Last Saturday my illustrious career as a food service professional / culinary hospitality engineer came to a close.
My tenure at a local Italian “bistro” lasted just over 4 months before I found a job with better pay and a better schedule.
I have learned a few things during my time as a server.
When I was hired, I was told the company valued three things in an employee. I had heard something similar at another restaurant and thus take this to be kind of an industry mantra). I think these three things translate well to any line of work:
1. Be on time.
2. Look good (i.e. uniform in good condition, etc.)
3. Have a good attitude.
The company I worked for had a business philosophy that I thought was a winner. The conventional wisdom in the business world is to put the customer first – everything is oriented towards the customer.

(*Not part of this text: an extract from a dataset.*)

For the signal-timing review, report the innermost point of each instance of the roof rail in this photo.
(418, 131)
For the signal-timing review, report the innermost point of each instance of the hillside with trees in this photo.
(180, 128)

This company had a little bit different philosophy: Put the associate (employee) first. While that sounds odd at first, when you think about it, it makes sense. If your associates are taken care of and feel good about you and the company, they will make sure that they take care of the customers, and everybody wins.
I think that makes sense as a philosophy for any company or organization.
There are biblical precedents and applications for working as a server. The Greek word from which we get “deacon” in the New Testament can literally be rendered “table waiter.”
(In fact, the word is transliteration – meaning the English word is not translated to a different word but that the spelling and pronunciation is simply adjusted for the new language.)
In many churches, someone called a “deacon” is involved in “running the church.” He probably sits on various committees, voted on the color of the carpet, had a big say in hiring a pastor, and has been there longer than everyone else. Turns out that’s not the case.
Waiting tables teaches you a lot about ministry.
Here are 4 things working as a server taught me about ministry. You have to…
- Anticipate people’s needs.
- Make their needs your priority.
- Show them kindness and hospitality.
- Help clean up messes and correct errors (even if they weren’t yours).
Have you ever waited tables? What did you learn from the experience?